Após mais de um milênio lutando para sobreviver, a humanidade encontra-se isolada em assentamentos enquanto busca uma solução. É nesse contexto que surge Emma, uma jovem afetada pela pestilência com um poder bem peculiar: ela é capaz de absorver a pestilência. Esse é o pontapé da história, que coloca Emma numa jornada para enfrentar os Nushi, animais poderosos infectados, no caminho até a Capital, local em que a Besta se encontra.

A ideia em resumo é concentrar poder o suficiente em Emma para que ela tenha uma chance de acabar com a ameaça de uma vez por todas.
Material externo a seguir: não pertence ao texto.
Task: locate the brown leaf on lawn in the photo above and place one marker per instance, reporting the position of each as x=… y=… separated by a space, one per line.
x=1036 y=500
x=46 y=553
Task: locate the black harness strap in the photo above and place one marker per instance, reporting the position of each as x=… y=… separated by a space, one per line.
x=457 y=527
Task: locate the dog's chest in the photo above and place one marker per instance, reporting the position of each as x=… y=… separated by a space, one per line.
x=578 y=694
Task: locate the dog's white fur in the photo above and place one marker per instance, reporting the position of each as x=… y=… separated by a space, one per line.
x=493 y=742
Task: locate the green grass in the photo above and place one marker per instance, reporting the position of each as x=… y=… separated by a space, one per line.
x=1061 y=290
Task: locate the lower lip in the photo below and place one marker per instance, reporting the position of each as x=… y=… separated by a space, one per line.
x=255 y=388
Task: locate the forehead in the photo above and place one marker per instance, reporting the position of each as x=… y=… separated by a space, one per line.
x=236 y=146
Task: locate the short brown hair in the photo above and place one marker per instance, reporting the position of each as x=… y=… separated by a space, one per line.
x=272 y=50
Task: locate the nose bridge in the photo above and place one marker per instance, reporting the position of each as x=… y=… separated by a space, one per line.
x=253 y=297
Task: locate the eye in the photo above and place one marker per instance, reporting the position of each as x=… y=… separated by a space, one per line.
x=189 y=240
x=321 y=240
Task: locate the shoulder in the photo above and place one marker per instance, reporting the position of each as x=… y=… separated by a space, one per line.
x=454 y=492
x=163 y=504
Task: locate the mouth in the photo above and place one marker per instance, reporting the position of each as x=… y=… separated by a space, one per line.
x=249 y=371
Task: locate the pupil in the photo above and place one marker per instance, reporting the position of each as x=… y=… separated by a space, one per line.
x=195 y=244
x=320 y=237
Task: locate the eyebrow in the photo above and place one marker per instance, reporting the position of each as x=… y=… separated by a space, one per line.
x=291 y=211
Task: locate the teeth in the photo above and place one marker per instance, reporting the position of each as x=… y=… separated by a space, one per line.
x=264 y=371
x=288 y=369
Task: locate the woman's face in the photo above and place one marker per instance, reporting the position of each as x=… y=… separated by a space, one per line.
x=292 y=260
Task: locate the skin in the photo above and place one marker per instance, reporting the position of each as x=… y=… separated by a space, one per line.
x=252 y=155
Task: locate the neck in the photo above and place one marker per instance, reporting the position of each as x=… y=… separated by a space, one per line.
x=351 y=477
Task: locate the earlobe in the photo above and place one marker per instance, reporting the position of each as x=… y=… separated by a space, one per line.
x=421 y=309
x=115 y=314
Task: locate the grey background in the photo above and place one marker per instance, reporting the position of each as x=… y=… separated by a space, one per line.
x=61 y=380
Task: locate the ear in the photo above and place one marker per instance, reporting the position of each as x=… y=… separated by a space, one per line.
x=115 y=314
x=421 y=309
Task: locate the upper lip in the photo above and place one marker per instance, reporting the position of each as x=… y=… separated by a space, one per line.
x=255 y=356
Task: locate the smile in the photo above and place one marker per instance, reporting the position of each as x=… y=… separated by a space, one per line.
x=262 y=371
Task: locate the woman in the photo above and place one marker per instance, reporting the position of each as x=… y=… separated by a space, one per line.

De início, a história parece ser um emaranhado de clichês, mas surpreendentemente ela vai ganhando muita profundidade nos capítulos seguintes e o final me deixou bastante intrigado.
Temos uma mistura de temas como tecnologia, teologia, meio ambiente e mais, o que é muito bem vindo. Infelizmente, o estúdio não soube aplicar um bom ritmo no desenvolvimento da história. Os desdobramentos mais interessantes acontecem nas duas horas finais de jogo e, até o jogador chegar nesse ponto, temos uma barrigada irritante que pouco faz pela narrativa.
A Game Freak também se esbarra em suas limitações técnicas. O impacto de cenas importantes é diminuído por conta de problemas como expressões faciais defasadas, sincronia labial ruim e uma direção de cenas que muitas vezes deixa a desejar.
Isso é algo triste por que a dublagem japonesa está fantástica, com nomes bem grandes do setor, mas a qualidade do áudio não é acompanhada pelos visuais. Os personagens em sua maioria também são mal escritos. A relação entre Emma e Kagura por exemplo não conseguiu me fisgar.
O sentimento é de que como se duas figuras robóticas estivessem tentando formar um laço de irmãs. Pra não dizer que detestei tudo, achei Brad bem competente e é o único personagem com uma personalidade mais marcante.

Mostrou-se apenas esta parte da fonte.